A en croire ses déclarations intempestives et réitérées sur les femmes, les homosexuels, les associations anti-racistes, les Noirs, les Arabes, les Roms et les musulmans, j’imagine que mon frère Eric Zemmour me pense ironique quand je l’appelle ainsi. Et pourtant, je suis parfaitement sincère. Nous sommes frères car nous avons au moins la France en partage. Pas seulement les papiers, mais aussi les livres, les lettres et les poètes. Pas seulement le code pénal, mais aussi l’histoire et les philosophes. Si comme le disait Ernest Renan « l’homme n’est esclave ni de sa race, ni de sa langue ni de sa religion, ni du cours des fleuves, ni du cours des montagnes », il précisait néanmoins qu« une grande agrégation d’hommes saine d’esprit et chaude de coeur, crée une conscience morale qui s’appelle une nation ».

Mais comme dans toute famille nous avons un différend à régler. En effet, mon frère a décidé à la place de millions de concitoyens qu’il savait mieux qu’eux ce qu’ils pensent. Selon mon frère donc, avec les musulmans, nous aurions affaire à des colonisateurs, des envahisseurs et des admirateurs de l’horreur, des dissimulateurs et terroristes en puissance. Des personnes qui auraient la haine et qui attendraient seulement le bon moment pour prendre une revanche, qui rejettent le code civil et ne jurent que par le Coran….

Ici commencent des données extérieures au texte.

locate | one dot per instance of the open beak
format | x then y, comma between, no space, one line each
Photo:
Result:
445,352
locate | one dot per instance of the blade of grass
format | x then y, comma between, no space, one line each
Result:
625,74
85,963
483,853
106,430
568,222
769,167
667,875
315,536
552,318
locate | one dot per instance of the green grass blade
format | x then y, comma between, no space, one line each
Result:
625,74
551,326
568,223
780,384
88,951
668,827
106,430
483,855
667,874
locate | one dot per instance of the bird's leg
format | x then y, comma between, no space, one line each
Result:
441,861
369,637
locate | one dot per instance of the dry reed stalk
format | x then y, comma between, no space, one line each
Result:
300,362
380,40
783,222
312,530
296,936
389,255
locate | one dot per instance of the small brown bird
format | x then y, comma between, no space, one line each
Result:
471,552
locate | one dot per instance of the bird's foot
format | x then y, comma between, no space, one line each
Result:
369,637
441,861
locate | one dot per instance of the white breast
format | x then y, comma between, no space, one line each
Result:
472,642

La particularité de cette affaire qui vous vaut, Eric Zemmour, aujourd’hui, d’être condamné en appel pour incitation à la haine, est qu’en plus de l’association « Les Indivisibles » que j’ai défendu, d’autres associations notamment laïques, juives et musulmanes se sont également mobilisées. Pour elles, comme pour les musulmans, la décision de la Cour d’appel suffit amplement à leur plaisir.

A ce propos, permettez-moi de rappeler les mots du grand Benjamin Constant : « Les liens particuliers fortifient le lien général, au lieu de l’affaiblir. Dans la gradation des sentiments et des idées, on tient d’abord à sa famille, puis à sa cité, puis à sa province, puis à l’Etat. Brisez les intermédiaires, vous n’aurez pas raccourci la chaîne, vous l’aurez détruite. Personnifiez la patrie sous tous les points, dans vos institutions locales, comme autant de miroirs fidèles (……) ».

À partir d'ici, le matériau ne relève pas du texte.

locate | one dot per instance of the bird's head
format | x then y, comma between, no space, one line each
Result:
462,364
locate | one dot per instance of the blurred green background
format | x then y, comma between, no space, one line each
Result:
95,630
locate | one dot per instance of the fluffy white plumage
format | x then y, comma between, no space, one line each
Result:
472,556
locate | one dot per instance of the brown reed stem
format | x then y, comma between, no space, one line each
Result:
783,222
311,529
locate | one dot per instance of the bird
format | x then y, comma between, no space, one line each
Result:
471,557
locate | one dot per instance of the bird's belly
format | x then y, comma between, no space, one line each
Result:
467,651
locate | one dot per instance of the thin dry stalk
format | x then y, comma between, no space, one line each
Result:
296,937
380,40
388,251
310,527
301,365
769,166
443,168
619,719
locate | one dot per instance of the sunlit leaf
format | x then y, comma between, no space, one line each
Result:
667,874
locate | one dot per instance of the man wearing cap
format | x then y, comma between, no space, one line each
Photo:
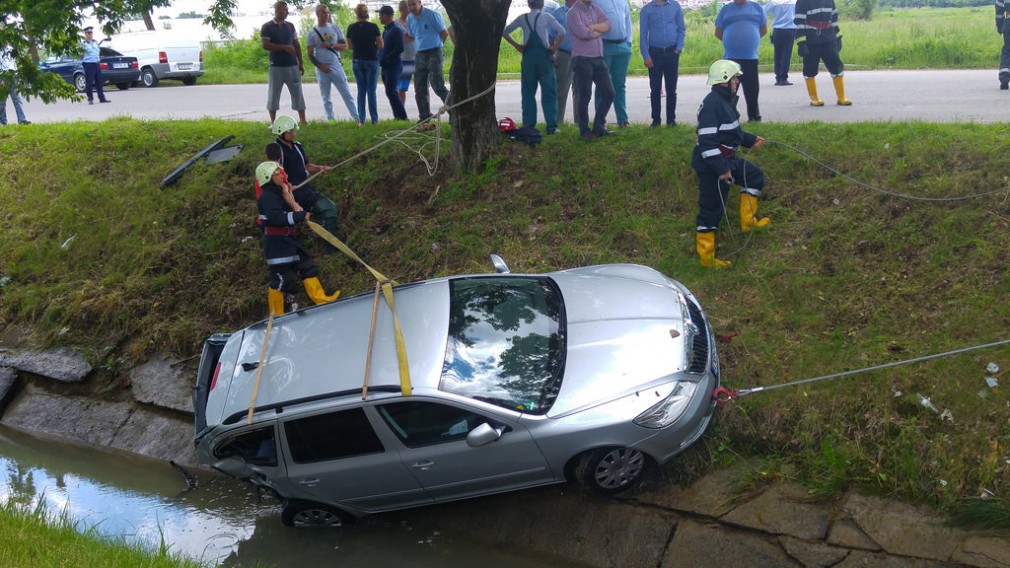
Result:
537,63
286,68
389,61
324,43
428,30
92,69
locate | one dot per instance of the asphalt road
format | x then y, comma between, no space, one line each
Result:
937,96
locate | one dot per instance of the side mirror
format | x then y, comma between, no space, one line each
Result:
500,266
484,435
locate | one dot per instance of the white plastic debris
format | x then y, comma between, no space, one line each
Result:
926,402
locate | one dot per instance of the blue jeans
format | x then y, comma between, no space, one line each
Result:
337,79
367,76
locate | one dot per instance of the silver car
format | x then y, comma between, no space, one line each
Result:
515,381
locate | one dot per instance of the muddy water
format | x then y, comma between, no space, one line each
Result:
221,521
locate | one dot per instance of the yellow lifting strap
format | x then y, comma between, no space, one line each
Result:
387,291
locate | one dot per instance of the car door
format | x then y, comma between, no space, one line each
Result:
433,438
335,457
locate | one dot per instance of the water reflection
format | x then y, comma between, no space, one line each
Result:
221,522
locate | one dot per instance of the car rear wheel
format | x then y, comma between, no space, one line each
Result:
148,78
609,471
310,515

Je ne vous ferai pas le cadeau d’alimenter votre haine. Je suis en paix, je veux faire société mais, évidemment, pas au détriment de ma dignité. La décision rendue par la Cour d’appel de Paris vient nous rappeler, à tous, la nécessité de préserver la démocratie même contre ceux qui s’imaginent en être les meilleurs garants, surtout en ces temps socialement compliqués, minés par des attaques terroristes.

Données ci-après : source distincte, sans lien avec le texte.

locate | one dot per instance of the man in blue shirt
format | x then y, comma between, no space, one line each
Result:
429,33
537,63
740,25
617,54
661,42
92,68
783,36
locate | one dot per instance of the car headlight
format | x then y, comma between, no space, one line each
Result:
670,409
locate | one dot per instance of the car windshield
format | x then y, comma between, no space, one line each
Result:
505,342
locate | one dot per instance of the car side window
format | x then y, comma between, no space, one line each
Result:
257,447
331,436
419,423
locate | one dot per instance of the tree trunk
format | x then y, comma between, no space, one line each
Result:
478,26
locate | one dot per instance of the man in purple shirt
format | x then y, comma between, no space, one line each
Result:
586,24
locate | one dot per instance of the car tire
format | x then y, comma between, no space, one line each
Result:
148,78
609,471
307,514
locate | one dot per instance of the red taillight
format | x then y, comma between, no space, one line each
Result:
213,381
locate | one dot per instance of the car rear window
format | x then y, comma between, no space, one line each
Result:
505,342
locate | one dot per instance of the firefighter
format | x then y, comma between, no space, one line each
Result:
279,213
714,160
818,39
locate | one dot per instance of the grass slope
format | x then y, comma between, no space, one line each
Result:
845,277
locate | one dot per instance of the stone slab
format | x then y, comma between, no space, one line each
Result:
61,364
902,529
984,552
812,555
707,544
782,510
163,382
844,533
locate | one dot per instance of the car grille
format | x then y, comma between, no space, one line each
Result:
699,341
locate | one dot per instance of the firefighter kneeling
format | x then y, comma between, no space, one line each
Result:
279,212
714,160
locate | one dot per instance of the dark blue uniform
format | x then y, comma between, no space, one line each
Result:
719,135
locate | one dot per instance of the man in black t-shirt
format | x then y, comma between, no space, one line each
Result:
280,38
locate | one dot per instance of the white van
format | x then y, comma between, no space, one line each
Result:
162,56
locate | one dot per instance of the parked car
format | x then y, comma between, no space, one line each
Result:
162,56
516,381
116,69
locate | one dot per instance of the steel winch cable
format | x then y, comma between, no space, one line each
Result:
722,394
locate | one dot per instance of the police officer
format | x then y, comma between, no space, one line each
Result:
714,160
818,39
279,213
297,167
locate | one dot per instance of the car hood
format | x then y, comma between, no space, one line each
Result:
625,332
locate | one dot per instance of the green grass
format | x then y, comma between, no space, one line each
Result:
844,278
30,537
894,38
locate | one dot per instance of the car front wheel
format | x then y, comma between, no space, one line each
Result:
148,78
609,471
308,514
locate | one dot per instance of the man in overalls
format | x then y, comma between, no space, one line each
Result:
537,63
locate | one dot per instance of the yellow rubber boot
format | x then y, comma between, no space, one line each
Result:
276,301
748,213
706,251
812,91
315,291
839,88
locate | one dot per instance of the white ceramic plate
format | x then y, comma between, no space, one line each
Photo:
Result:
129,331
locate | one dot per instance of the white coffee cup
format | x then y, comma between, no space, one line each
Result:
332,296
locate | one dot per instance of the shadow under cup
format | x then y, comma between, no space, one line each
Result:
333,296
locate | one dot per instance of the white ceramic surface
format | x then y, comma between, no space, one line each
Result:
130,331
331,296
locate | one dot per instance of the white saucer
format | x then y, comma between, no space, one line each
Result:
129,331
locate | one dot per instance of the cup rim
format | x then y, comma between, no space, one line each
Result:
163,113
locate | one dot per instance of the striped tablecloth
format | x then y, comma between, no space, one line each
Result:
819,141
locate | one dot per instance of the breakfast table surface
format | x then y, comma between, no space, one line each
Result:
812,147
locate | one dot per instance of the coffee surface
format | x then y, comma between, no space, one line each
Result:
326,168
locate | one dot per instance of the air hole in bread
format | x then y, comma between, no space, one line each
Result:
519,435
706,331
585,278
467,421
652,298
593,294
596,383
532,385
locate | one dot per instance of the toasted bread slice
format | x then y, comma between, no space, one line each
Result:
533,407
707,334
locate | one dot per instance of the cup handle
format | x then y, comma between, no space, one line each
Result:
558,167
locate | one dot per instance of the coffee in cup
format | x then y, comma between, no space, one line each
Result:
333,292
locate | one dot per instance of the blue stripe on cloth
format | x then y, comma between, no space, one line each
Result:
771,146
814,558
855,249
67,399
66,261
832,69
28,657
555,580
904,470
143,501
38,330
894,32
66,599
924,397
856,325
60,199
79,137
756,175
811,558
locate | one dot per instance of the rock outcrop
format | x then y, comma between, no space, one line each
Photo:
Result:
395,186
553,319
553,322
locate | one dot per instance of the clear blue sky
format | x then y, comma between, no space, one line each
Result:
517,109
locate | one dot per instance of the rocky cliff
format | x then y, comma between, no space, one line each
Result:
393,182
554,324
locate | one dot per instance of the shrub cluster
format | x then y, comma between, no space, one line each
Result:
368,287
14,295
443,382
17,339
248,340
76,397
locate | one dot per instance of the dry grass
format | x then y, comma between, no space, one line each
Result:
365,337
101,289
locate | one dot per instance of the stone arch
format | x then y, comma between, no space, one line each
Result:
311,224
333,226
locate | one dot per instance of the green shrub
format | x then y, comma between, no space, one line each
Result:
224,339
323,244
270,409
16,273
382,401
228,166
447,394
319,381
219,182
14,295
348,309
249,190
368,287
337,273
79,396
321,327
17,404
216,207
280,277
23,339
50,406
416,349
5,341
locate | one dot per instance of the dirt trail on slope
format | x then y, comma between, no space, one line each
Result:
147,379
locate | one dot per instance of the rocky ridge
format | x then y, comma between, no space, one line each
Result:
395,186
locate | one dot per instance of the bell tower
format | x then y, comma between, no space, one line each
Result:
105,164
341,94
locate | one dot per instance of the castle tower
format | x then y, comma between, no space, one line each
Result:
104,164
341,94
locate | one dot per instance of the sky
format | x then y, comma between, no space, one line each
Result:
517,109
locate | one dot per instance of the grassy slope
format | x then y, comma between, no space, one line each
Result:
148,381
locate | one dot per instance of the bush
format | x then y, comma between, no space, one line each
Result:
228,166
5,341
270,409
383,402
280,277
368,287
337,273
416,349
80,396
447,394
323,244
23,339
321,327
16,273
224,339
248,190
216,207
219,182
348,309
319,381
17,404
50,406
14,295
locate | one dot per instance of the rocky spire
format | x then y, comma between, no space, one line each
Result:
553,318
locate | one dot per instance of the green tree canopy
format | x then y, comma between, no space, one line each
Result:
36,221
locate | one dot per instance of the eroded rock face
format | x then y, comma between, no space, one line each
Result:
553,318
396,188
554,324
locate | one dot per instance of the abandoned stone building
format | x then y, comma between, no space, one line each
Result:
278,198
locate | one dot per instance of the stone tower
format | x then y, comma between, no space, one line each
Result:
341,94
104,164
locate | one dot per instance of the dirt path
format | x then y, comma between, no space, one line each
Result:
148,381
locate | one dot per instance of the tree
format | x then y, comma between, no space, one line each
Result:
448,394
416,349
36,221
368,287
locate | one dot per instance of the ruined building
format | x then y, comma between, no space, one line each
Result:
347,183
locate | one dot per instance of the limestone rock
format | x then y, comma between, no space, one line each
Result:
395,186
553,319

La Cour d’appel n’a pas rendu une décision pour faire plaisir aux musulmans mais pour sanctionner des propos incitant à la haine contre eux et c’est tant mieux car telle est sa mission. Pourtant, il est à craindre qu’il se trouvera encore des personnes pour donner l’occasion à un récidiviste de s’exprimer de nouveau avec les risques que l’on sait. Maintenant, vous ne pouvez décemment plus dire « nous ne savions pas » ! Tant que nous y veillerons, ceux qui font le jeu de la division sont condamnés à l’échec et la République restera malgré tout une et indivisible.